Sécurité : au-delà de l’éclairage, la question de la légitimité

Un autre enjeu crucial est le sentiment de sécurité. Ce dernier dépasse largement l’éclairage public. « On discute beaucoup du sentiment d’insécurité, mais pas assez de son corollaire : le sentiment de légitimité« , souligne Léone Drapeaud.

Les femmes se sentent moins à l’aise pour occuper l’espace sans raison précise. « Elles attendent d’avoir un prétexte pour s’arrêter« , explique-t-elle.

Un banc, une aire de jeux ou un espace aménagé peuvent ainsi favoriser cette légitimité. « Quand un usage est suggéré, les femmes peuvent se sentir plus à même de rester dans l’espace public« . À l’inverse, « les hommes s’arrêtent plus facilement, s’approprient les lieux, tandis que les femmes les traversent« .
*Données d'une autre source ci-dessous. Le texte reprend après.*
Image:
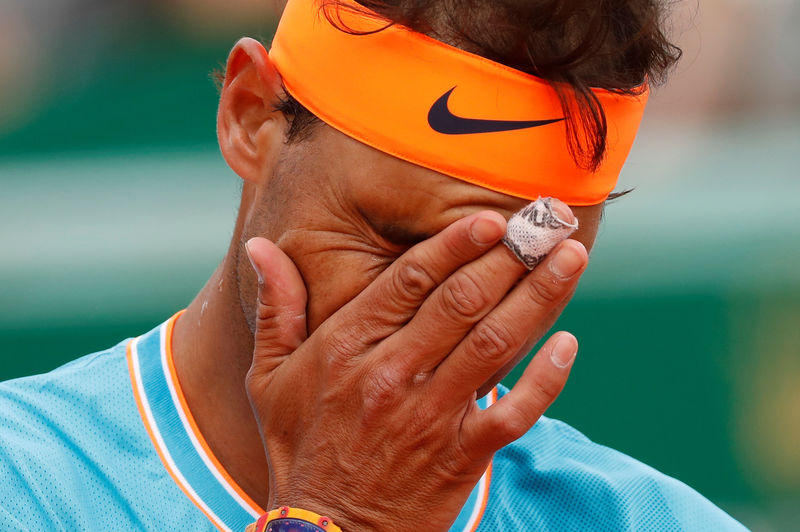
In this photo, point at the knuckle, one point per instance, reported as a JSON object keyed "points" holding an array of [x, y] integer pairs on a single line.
{"points": [[381, 390], [544, 292], [412, 281], [491, 340], [463, 297], [457, 244], [339, 345]]}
Des rez-de-chaussée animés, des commerces ouverts et du passage renforcent également ce sentiment de sécurité. « Bien plus qu’un simple éclairage public efficace« , précise l’étude.

Un enjeu politique pour les villes de demain

Si le diagnostic est établi, il reste à passer à l’action. « Le plus important est de constater et d’analyser ces réalités pour les intégrer dans une réflexion à long terme« , souligne Léone Drapeaud.

La planification territoriale est cruciale pour cette transformation : penser la ville en prenant en compte tous ses usagers, afin que chacun et chacune puisse s’y sentir légitime.

« La suite est entre les mains des politiques« , conclut-elle. Un défi majeur pour les villes de demain, que ce soit à Bruxelles ou ailleurs en Belgique et en Europe.

L’étude sera prochainement présentée au gouvernement bruxellois, qui devra déterminer les actions à entreprendre pour créer des espaces urbains plus inclusifs.